Intervention de Roger Karoutchi

Réunion du 19 décembre 2011 à 15h00
Limite d'âge des magistrats de l'ordre judiciaire — Adoption en procédure accélérée d'un projet de loi organique dans le texte de la commission modifié

Photo de Roger KaroutchiRoger Karoutchi :

Merci, monsieur le président de la commission des lois !

… sur un sujet que je maîtrise parfaitement, comme chacun va pouvoir le constater ! §

Afin de garantir l’indépendance de la justice, l’article 64 de la Constitution prévoit qu’« une loi organique porte statut des magistrats ». Dès lors, l’accélération du relèvement de la limite d’âge de départ à la retraite applicable aux magistrats rend nécessaire l’adoption d’un texte « relatif à la limite d’âge des magistrats de l’ordre judiciaire ».

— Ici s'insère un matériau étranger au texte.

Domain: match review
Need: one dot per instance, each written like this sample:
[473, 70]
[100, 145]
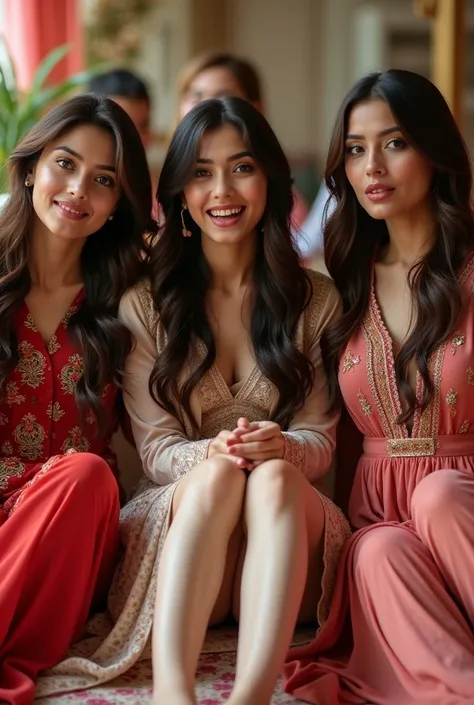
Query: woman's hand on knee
[222, 444]
[257, 442]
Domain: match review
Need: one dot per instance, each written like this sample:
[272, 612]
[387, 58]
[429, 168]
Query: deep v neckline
[389, 346]
[64, 319]
[226, 390]
[220, 382]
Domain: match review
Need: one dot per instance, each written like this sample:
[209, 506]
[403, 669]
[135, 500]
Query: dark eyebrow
[233, 158]
[388, 131]
[70, 151]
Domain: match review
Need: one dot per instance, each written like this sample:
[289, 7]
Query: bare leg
[285, 525]
[207, 507]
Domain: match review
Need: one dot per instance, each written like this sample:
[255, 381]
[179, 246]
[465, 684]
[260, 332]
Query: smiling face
[75, 187]
[227, 194]
[390, 179]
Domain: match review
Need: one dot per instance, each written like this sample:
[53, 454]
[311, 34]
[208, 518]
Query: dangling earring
[185, 232]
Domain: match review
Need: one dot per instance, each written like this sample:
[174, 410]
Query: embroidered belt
[452, 445]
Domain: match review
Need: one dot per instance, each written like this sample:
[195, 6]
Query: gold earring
[185, 232]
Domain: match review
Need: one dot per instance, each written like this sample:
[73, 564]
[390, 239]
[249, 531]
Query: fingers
[256, 451]
[263, 433]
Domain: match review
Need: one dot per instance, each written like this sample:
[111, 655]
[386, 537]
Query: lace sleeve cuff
[187, 456]
[295, 448]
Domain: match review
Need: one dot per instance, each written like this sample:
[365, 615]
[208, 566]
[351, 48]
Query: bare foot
[172, 698]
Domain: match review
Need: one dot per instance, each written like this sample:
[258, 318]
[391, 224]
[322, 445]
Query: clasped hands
[250, 444]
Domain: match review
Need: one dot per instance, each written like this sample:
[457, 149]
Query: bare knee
[276, 484]
[215, 483]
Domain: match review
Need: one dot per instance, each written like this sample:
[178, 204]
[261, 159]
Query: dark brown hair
[180, 274]
[111, 258]
[352, 237]
[243, 71]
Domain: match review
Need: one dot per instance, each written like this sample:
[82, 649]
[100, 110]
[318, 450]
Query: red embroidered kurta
[39, 417]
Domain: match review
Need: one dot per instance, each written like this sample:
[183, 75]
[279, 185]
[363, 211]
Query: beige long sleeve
[311, 437]
[164, 449]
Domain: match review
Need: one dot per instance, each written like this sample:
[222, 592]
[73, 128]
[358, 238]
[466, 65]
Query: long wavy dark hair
[112, 257]
[352, 237]
[181, 275]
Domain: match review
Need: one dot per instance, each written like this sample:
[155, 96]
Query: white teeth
[225, 212]
[71, 210]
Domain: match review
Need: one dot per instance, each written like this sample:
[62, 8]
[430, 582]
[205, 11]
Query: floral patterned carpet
[215, 677]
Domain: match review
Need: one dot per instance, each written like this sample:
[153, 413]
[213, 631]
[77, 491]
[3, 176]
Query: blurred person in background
[131, 93]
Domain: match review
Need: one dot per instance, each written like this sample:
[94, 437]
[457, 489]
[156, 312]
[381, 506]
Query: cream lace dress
[169, 449]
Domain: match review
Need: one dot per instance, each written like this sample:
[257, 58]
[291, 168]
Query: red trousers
[58, 547]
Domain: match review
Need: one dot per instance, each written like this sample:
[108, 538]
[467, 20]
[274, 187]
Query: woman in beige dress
[227, 399]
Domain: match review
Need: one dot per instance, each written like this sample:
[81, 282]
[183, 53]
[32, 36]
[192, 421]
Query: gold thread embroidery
[75, 441]
[410, 447]
[13, 395]
[71, 373]
[7, 449]
[53, 345]
[29, 323]
[377, 376]
[29, 436]
[90, 418]
[67, 316]
[350, 361]
[366, 408]
[451, 399]
[458, 340]
[54, 411]
[10, 467]
[31, 365]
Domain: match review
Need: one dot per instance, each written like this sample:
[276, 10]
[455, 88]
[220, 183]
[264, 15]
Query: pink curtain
[34, 27]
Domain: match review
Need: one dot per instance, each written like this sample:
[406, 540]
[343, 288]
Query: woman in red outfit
[71, 235]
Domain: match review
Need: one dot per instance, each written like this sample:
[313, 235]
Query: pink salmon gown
[400, 629]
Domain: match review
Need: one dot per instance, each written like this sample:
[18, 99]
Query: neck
[53, 262]
[231, 264]
[411, 237]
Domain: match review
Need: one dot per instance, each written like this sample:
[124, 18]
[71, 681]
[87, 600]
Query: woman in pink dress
[400, 249]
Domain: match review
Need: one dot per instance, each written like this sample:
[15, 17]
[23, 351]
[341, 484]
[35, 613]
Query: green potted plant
[21, 110]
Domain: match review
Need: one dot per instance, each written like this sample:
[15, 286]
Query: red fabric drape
[34, 27]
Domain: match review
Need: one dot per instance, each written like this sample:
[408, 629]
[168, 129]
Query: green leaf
[46, 66]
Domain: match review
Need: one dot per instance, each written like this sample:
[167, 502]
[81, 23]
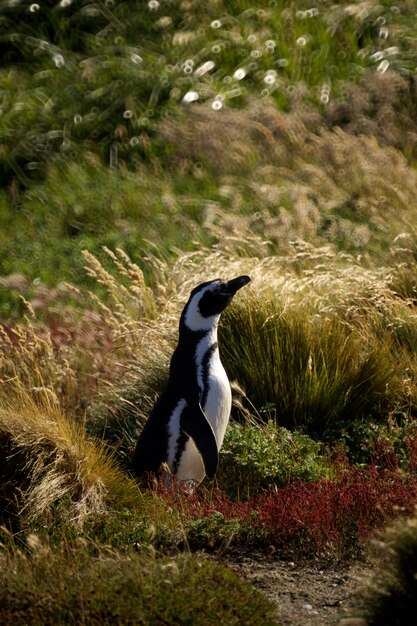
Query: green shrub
[262, 456]
[314, 372]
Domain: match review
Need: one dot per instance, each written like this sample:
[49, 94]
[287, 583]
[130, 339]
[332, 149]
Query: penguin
[187, 424]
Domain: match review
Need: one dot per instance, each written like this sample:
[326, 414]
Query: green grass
[68, 585]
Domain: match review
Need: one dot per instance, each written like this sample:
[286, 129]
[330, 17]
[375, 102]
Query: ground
[305, 594]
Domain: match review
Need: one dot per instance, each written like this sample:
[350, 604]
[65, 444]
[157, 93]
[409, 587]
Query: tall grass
[46, 457]
[388, 594]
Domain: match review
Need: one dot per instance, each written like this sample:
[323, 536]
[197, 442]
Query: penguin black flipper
[194, 423]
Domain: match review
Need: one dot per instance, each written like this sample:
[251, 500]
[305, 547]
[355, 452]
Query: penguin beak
[231, 286]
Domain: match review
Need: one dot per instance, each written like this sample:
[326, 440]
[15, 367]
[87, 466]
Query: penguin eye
[217, 287]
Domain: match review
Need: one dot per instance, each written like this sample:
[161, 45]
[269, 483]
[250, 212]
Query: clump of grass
[68, 585]
[46, 456]
[388, 595]
[314, 372]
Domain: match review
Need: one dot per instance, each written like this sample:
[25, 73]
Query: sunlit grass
[79, 583]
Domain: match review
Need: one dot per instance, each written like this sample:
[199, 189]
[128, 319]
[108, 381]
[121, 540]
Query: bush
[262, 456]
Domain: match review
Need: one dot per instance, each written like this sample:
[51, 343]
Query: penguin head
[208, 300]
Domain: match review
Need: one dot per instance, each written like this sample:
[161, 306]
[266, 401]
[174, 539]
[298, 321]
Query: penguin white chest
[216, 399]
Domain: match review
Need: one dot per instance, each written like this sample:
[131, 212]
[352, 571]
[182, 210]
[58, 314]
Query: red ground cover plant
[324, 518]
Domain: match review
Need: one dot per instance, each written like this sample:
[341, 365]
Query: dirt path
[306, 595]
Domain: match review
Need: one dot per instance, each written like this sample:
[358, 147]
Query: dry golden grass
[46, 456]
[311, 182]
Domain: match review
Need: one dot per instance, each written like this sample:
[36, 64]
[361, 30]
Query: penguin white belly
[218, 402]
[191, 466]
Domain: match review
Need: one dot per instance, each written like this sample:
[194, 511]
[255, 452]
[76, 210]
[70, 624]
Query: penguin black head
[208, 300]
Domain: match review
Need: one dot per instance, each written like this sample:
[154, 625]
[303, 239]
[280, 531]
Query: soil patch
[306, 594]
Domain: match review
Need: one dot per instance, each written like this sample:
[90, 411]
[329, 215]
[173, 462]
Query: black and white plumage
[187, 424]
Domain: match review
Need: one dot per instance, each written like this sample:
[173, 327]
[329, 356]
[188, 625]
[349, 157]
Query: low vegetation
[72, 585]
[145, 147]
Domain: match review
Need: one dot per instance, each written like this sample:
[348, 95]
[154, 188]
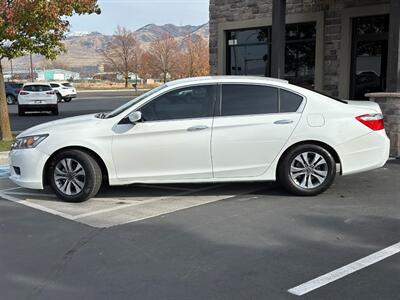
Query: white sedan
[208, 129]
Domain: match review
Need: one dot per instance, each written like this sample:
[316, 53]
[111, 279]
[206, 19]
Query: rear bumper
[366, 153]
[30, 163]
[37, 107]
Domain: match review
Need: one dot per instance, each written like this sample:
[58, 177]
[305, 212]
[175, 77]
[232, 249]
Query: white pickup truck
[64, 90]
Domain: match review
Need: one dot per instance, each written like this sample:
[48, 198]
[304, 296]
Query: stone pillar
[390, 105]
[393, 68]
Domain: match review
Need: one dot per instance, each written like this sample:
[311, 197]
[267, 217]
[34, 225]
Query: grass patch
[6, 145]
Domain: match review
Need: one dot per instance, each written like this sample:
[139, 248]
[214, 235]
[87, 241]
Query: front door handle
[283, 122]
[197, 128]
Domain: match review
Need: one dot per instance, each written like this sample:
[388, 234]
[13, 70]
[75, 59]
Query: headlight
[27, 142]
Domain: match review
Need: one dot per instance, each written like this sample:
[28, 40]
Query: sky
[134, 14]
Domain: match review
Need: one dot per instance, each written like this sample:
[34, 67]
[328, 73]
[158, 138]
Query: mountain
[84, 48]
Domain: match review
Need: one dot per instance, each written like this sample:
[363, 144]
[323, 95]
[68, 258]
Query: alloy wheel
[69, 176]
[309, 170]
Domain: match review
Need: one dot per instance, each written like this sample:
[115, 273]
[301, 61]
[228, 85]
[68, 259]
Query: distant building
[114, 76]
[57, 74]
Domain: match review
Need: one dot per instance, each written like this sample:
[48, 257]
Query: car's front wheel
[74, 176]
[307, 170]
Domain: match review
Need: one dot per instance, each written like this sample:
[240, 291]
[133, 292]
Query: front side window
[37, 88]
[241, 99]
[289, 102]
[185, 103]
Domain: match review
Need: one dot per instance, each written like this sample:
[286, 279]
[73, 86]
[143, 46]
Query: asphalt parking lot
[222, 241]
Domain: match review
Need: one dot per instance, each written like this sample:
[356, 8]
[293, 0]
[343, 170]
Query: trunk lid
[371, 106]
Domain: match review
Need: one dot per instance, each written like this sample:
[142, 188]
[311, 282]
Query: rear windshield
[37, 88]
[334, 98]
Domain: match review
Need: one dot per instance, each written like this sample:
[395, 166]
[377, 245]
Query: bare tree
[164, 53]
[194, 59]
[123, 52]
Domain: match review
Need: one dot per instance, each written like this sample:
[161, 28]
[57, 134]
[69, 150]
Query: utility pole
[30, 58]
[12, 71]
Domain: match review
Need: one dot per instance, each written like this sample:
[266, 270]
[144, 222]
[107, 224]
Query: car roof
[227, 79]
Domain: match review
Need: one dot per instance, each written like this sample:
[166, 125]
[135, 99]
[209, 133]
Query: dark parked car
[12, 91]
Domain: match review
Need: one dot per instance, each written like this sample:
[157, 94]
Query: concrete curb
[4, 157]
[111, 91]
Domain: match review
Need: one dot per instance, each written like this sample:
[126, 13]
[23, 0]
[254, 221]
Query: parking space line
[34, 205]
[345, 270]
[30, 194]
[143, 202]
[165, 187]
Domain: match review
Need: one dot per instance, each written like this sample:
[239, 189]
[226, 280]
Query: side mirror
[135, 116]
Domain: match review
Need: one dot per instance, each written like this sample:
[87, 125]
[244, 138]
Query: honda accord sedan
[207, 129]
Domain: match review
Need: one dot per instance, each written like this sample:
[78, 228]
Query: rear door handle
[283, 122]
[197, 128]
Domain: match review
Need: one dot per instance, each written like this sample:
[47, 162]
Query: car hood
[74, 123]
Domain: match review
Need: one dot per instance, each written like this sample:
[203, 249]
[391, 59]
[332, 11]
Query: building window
[300, 54]
[248, 52]
[369, 55]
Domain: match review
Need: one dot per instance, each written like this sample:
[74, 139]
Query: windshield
[129, 104]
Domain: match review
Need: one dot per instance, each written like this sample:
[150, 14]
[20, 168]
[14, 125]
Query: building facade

Le principe de la réforme proposée initialement par le Gouvernement qui prévoyait le relèvement de deux ans de l’âge de départ à la retraite ayant déjà été acté lors de l’examen du projet de loi de financement de la sécurité sociale pour une génération antérieure, il ne s’agissait, dans le texte qui nous est arrivé de l’Assemblée nationale, que d’en tirer formellement les conséquences en alignant le régime applicable aux magistrats sur celui des autres fonctionnaires. Cette limite d’âge a d’ailleurs connu au cours des cinquante dernières années des évolutions similaires à celles qui ont affecté la limite d’âge de l’ensemble des agents de l’État.

Cette réforme laisse inchangée la limite d’âge précédemment fixée pour les magistrats nés avant le 1er janvier 1952.

Pour les magistrats nés à compter de cette date, l’accélération du relèvement de la limite d’âge interviendra à raison d’un mois pour ceux nés en 1952, de deux mois pour ceux nés en 1953, de trois mois pour ceux nés en 1954 et de quatre mois pour ceux nés en 1955. La limite d’âge à soixante-sept ans s’applique désormais pleinement pour les magistrats nés à compter de 1955.

En revanche, l’âge d’ouverture des droits à pension des magistrats ne fait pas partie intégrante de leur statut ; ceux-ci se voient donc appliquer, par la loi ordinaire, les mêmes règles que les fonctionnaires. Cet âge est fixé, depuis la loi de réforme des retraites, à soixante-deux ans pour les assurés nés à compter du 1er janvier 1956.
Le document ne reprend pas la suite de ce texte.